Peterson, whose cooperation was very much appreciated, wrote in an e-mail, "Coach was asked a question about what the players were going through during the COVID season as well as the past few seasons. His response was in reference to the meetings and conversations he was having with the players when he took over and the information they shared with him about that time period."

So now I ask again: What compels Mora to say these things? He could have mentioned the COVID year as being tough times for everybody, but happily, the call is to move forward. Instead, he accused Edsall of abandoning the program.

Funny. In many years on the women's basketball beat, I never heard Geno Auriemma demean his predecessor, Jean Balthaser, about the shape of the women's program when he arrived. I've never heard Mike Cavanaugh aim any darts at Bruce Marshall. And while we're here, has Brian Daboll mentioned Joe Judge's name once this season?

Nobody is going to deny Mora's wizardry this season. I'll be the first to say I was dead wrong in suggesting this was Dead Program Walking. But I am utterly disappointed in Mora's methods of enhancing his own image at somebody else's expense. Makes you wonder how he'll act if next season isn't as successful.

Mora reminds me of this quote from author Ron Baratono: "There are people who will set out to tell lies about you and use their own reckless judgment in attempts to belittle you to as many people as possible. They'll search for the ones that will listen, the ones they feel are weak and can't think for themselves."

Sadly, this story has more tentacles than Mora's pettiness. First, I wonder how the editors at The Athletic, which is owned by the New York Times, could allow such an outrageous quote to be printed without comment from Edsall. It was only after the article was published that Edsall contacted the editors for rebuttal.
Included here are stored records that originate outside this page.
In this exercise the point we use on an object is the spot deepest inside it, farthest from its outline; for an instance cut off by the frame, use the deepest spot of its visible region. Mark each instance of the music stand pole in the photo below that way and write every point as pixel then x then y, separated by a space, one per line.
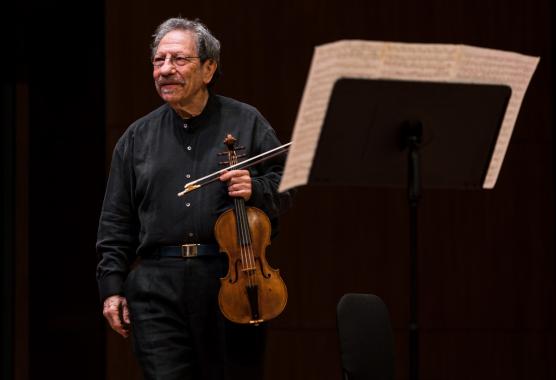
pixel 412 133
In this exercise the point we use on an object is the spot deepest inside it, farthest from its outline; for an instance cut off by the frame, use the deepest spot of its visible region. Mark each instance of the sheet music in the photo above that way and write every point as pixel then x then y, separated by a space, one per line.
pixel 402 61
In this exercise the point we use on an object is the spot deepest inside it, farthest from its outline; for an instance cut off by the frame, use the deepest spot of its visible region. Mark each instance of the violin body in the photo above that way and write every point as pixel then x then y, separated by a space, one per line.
pixel 252 291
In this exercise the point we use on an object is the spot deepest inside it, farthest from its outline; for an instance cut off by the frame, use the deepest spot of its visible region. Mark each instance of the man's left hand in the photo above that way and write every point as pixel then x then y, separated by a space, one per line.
pixel 239 183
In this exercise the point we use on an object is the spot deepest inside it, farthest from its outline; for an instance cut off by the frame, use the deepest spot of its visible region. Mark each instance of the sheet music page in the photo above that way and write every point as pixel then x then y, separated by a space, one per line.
pixel 401 61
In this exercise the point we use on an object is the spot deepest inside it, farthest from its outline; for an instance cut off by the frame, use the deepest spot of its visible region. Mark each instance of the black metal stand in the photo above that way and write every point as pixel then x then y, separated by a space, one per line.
pixel 412 133
pixel 368 119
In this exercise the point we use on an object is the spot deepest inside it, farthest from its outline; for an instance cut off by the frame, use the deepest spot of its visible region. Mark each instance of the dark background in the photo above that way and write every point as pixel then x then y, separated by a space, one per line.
pixel 75 76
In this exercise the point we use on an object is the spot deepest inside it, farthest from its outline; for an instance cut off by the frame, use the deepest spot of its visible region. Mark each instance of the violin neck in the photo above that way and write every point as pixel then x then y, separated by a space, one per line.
pixel 242 222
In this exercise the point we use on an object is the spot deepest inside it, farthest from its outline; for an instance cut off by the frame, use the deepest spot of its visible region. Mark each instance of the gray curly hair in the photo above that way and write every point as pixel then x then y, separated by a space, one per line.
pixel 208 47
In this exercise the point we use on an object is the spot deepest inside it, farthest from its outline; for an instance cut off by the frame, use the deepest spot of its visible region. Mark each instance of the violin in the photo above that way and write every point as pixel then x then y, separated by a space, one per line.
pixel 252 292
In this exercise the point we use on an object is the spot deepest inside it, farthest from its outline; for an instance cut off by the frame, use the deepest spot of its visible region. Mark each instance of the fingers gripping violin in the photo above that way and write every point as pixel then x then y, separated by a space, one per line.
pixel 252 291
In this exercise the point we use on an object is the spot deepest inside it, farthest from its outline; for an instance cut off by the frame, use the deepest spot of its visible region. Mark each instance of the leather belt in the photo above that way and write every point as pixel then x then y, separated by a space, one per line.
pixel 187 250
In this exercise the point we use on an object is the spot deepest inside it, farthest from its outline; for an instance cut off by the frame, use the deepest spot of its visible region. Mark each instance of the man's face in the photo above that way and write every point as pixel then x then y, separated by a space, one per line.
pixel 180 85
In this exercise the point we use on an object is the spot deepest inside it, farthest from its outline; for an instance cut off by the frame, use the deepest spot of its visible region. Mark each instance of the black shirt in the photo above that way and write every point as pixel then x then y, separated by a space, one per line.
pixel 152 161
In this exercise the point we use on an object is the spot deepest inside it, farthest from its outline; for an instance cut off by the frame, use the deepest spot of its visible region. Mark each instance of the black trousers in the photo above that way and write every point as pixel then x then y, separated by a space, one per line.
pixel 177 329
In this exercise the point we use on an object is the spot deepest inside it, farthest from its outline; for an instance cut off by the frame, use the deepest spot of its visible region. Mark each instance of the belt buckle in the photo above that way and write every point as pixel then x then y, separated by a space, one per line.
pixel 189 250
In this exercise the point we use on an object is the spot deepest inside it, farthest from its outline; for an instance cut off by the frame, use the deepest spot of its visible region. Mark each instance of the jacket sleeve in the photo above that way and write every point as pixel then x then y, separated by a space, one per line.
pixel 118 229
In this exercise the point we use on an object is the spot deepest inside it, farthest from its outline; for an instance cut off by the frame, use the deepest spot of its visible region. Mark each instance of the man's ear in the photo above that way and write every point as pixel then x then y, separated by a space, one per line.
pixel 209 68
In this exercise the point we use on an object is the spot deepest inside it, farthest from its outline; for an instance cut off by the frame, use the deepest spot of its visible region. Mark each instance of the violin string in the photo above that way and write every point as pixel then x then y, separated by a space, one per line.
pixel 245 242
pixel 243 228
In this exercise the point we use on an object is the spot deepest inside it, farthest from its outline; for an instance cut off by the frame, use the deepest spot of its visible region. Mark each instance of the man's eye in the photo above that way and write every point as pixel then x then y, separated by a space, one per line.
pixel 159 61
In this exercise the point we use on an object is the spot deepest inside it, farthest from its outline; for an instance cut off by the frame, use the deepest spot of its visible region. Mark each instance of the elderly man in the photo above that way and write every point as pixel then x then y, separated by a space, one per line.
pixel 168 303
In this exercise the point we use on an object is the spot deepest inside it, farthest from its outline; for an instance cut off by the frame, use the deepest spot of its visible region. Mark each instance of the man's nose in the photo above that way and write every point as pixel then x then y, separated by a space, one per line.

Then there's this: If you are gullible enough to take Mora at his word about Edsall's disappearance, how do you defend an athletic director who allowed it to happen? Think about it: Either David Benedict knew Edsall stopped coaching and did nothing about it or had no idea that his football coach wasn't around for eight months. There is no other logical conclusion, thus making Benedict appear incompetent.

But, alas, we know the truth.

And if you think this is over, you might be wrong. The Athletic also alluded to the departure of former defensive coordinator Lou Spanos, who took over as interim coach after Edsall stepped down — and then left the program for what was described as personal reasons two weeks before the season opener.

"We haven't seen him since the day he left," Mora told The Athletic. "He's just in the rearview mirror."

Except that several sources say Spanos is pondering a lawsuit against UConn and the football program, which may cost the university, already awash in the athletic department's financial woes, more money in payouts. Stay tuned on that one.

I get that UConn fans can't hear the truth above the roar. They're not interested anyway. Mora is winning and their fall Saturdays are fun again. Me? I worry that there's really nobody left in Connecticut to hold UConn accountable for anything, in this case allowing Mora's musings to go unchecked.

It's a most dangerous game when media companies are so dependent on UConn for content that they become unwilling to rock the boat. So go ahead and call me all the names you'd like. I've been called worse. Meanwhile, ask yourself why the general disdain for the way Edsall left somehow justifies Mora's repeated attempts to belittle him. I find it pathetic.